For instance, if you want to read letters and papers written by Bobby Jones, it can be arranged.
“It’s another reason why it’s definitely worth the trip out here,” Maravetz said. “He can provide a lot and send things to people via email, and we do a lot of that, but the experience here is really great.”
A challenge the USGA faces is that much of the material it would love to collect and store, especially content related to Black golfers and historical events, is scarce. However, that collection is still growing, and Maravetz said it is a priority for the USGA to document those players and their history. UGA yearbooks and programs from tournaments like the Joe Louis Open in Detroit during the late 1940s and ‘50s tell stories that rarely get told.
“We have been achieving hard copies of things, and also digitally,” she said. “We have some things, but we’ll take a preservation copy, which is basically a photocopy to document things.”

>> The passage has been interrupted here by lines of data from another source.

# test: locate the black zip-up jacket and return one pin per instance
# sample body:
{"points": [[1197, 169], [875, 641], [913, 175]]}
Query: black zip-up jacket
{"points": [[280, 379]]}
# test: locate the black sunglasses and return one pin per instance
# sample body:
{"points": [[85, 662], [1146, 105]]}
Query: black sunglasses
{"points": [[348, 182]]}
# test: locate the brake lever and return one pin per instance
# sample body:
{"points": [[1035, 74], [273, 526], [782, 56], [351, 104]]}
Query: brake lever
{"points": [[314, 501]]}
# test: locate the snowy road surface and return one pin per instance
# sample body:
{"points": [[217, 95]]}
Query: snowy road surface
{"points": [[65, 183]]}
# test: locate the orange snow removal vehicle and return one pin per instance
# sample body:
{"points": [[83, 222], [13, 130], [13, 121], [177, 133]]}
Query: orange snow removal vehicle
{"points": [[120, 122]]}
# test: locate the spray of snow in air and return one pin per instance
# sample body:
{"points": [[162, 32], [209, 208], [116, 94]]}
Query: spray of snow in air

2021 U.S. Open winner Jon Rahm’s credential, shoes and golf ball from Sunday at Torrey Pines are at the USGA Museum.
Rahm will be among the favorites to win the 2022 U.S. Open and make more history at Brookline on Father’s Day, but his name is already in the USGA’s history books, archived both in words and items (his scorecard, the ball he played on the 18th hole Sunday and the shoes he wore during the final round are in The Vault). Minjee Lee, the winner of the 2022 U.S. Women’s Open at Pinehurst, will soon have her name inscribed on a wall in the Hall of Champions too, but rest assured that the USGA is working to tell as many stories as it can, and preserve them, so golf’s rich history can be savored for generations to come.